Much has been written about the rapid growth and success of GroupOn. Every week seems to bring a new GroupOn copycat. And it is for good reason— No other startup has gone more quickly from launch to $1 billion+ in valuation except YouTube (12 months), which Groupon achieved in 16 months with its $135 million infusion in April 2010. Just as unprecedented is what followed this valuation– after turning down an offer from Google that valued it at $6 billion last December, the Chicago firm is now eying a US$25 billion IPO !
Some would explain this with the ready-to-explode bubble in startup valuations, and others say this is the impact of “Social”. While we see some merit in both arguments, we feel all that is written about Groupon has overlooked a key idea embedded in its innovative business model. We feel GroupOn is at least as much an application of renaissance innovation principles for managing risks of demand. Why?

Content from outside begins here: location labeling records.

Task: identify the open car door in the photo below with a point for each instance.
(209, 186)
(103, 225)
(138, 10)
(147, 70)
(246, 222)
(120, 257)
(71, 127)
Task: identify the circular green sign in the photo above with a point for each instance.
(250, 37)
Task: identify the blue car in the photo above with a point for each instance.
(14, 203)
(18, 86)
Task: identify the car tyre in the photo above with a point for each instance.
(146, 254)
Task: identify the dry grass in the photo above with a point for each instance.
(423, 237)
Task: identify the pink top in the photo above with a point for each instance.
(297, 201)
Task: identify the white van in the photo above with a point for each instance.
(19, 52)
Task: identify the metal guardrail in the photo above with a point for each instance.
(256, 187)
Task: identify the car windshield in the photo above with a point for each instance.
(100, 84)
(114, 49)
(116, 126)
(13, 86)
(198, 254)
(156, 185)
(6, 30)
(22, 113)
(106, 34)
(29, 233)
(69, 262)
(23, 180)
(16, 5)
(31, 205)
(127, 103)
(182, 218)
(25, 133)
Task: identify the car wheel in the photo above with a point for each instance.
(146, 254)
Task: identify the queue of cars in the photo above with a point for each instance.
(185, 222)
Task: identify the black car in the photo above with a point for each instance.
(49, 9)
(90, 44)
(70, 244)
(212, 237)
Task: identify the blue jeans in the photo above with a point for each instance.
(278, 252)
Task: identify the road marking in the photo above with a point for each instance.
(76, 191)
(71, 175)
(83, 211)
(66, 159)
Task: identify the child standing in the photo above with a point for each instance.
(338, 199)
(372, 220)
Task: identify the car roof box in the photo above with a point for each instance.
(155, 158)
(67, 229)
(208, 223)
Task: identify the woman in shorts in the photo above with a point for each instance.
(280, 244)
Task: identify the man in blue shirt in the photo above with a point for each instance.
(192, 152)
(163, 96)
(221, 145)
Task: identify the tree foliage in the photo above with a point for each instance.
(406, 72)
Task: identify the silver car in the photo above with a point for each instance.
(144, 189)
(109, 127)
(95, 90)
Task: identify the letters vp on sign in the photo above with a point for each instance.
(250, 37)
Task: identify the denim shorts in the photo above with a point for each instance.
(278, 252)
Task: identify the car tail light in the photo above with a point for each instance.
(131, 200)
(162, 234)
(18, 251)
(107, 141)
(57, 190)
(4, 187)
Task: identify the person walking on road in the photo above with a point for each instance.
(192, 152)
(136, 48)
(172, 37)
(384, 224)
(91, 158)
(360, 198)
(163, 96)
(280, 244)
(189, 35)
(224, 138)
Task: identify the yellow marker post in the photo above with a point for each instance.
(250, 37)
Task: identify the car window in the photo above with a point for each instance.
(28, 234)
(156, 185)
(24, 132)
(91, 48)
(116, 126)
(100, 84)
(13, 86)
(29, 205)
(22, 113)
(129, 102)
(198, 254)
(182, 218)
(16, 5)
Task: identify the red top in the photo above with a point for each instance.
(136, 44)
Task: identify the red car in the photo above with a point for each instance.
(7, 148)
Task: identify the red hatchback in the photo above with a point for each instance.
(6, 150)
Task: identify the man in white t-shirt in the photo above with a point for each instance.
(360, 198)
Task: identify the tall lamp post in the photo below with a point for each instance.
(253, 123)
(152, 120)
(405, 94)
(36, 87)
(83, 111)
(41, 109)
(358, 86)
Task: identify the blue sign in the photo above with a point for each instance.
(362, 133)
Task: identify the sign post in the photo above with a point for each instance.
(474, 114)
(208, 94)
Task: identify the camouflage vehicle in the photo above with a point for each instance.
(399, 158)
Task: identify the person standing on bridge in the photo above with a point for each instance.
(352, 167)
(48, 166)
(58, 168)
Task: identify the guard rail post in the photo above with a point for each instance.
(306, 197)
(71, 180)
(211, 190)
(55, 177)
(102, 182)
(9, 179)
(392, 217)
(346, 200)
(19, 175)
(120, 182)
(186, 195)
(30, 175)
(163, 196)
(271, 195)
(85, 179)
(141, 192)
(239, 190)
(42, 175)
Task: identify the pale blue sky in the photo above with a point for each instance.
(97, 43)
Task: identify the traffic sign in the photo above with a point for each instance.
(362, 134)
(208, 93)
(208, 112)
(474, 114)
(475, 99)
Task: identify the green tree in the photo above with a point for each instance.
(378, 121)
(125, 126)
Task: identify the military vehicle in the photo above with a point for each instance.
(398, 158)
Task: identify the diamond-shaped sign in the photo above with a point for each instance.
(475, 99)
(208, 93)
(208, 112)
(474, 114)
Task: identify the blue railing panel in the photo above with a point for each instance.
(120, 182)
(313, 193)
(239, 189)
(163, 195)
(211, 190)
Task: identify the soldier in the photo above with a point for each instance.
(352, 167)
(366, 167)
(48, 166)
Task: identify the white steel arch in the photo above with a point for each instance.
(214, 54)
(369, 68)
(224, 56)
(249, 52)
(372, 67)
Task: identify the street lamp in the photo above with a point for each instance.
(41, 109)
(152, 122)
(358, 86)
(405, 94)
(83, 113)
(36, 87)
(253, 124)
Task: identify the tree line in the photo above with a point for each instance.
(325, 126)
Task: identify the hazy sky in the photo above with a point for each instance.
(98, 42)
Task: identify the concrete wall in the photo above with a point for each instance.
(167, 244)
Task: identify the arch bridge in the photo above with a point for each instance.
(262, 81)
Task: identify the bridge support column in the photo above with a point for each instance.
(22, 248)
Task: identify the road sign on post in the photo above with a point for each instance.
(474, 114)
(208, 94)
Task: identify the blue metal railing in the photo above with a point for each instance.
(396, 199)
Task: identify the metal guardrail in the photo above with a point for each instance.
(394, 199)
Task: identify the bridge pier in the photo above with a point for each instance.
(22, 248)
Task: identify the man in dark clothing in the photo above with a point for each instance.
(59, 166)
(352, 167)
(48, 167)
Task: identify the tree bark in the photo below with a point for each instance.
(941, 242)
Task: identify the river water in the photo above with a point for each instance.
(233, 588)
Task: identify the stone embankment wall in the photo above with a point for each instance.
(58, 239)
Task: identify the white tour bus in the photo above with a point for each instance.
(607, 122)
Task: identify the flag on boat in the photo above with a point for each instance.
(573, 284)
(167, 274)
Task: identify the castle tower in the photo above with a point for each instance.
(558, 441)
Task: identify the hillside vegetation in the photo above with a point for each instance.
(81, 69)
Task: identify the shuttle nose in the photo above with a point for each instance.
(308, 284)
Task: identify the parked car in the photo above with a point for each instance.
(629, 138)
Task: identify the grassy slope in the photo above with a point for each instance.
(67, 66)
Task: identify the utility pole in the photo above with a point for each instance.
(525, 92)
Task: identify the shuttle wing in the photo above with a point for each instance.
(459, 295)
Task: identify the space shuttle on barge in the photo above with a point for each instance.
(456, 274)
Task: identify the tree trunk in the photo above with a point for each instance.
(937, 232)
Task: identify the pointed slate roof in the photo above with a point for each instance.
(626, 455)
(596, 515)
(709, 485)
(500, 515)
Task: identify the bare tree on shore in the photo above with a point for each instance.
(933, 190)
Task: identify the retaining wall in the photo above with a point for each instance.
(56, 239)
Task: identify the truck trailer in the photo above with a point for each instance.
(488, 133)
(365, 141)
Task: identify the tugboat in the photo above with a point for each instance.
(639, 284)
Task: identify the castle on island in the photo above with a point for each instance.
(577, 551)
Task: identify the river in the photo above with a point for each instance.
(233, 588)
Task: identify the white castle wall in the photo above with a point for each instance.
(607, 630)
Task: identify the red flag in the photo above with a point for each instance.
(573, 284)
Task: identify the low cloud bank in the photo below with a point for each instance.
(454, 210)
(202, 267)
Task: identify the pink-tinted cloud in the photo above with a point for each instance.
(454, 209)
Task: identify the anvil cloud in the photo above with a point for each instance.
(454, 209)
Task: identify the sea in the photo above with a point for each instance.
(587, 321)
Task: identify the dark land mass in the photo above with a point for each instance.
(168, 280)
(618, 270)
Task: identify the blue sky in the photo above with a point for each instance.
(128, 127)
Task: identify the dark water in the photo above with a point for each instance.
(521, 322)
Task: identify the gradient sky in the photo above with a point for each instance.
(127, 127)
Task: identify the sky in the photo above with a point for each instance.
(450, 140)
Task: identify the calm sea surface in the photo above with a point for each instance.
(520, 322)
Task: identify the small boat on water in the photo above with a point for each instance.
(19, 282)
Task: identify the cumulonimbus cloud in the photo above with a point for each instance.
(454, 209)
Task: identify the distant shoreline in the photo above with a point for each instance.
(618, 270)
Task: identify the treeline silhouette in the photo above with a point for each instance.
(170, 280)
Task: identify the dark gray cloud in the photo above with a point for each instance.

Most businesses struggle with matching their demand with their ability to serve customers. Many businesses invest massively in building fixed resources but these investments are productive only when there is sufficient demand. Consider a high-end restaurant – the real estate and development costs are massive, and you often see such restaurants almost empty on non-peak days (Mondays) even though it may be impossible to get a reservation on the weekend. An owner of one of these businesses would love to see some more demand on slow days. This increases the return on the real estate and other such investments. Typical strategies to achieve higher asset utilization are special promotions (fixed price menus, etc.) or deals on slow days. These strategies are effective in generating some non-peak demand and GroupOn deals achieve the same benefits, but they one-up the traditional promotion by managing the inherent risks in a deal better.
Offering a traditional promotions carries an operational risk for the business owner. While deals often attract customers to non-peak hours, thus rendering the fixed investments productive, they also decrease margins! In fact, the margins could be so low that unless there is enough of a confirmed jump in volume, it might not recoup the daily costs of keeping the restaurant open, such as staff, lighting, etc. So with a traditional deal, the restaurant owner faces a dilemma– offer the deal, operate the restaurant at the non-peak hour, and be exposed to the risk of not breaking even because of insufficient and uncertain number of low-margin customers; or not offer the deal at all, shutter the restaurant and earn nothing on the non-peak days.
The GroupOn deal retains the advantages of promotions but manages the downside risk much better. In particular, a GroupOn deal is on if and only if a large enough group buys or commits to using the deal. Now think of the same restaurant owner. With a GroupOn promotion, he is no longer faced with the prospect of offering a deal that may or may not break even – either the deal will not be on, in which case he can just shut down the restaurant or the deal will be totally on, i.e., there will be a lot of committed demand for the deal. With a GroupOn promotion, the restaurant owner is assured that he will either break-even on the deal or he won’t open the restaurant– thus eliminating the risk of offering a promotion and loosing money on it. From the customers’ point of view, they have incentives to share the deal with their friends to ensure that the deal is genuinely on, getting some free marketing for the promotion.
Thus, like MyFab, another renaissance innovation we blogged about a few weeks back, a big advantages of group promotions comes from reducing the demand risk. And the restaurant owners are very happy to share some of the advantages of this reduced risk with the customers, thus offering even better deals! Go Deals!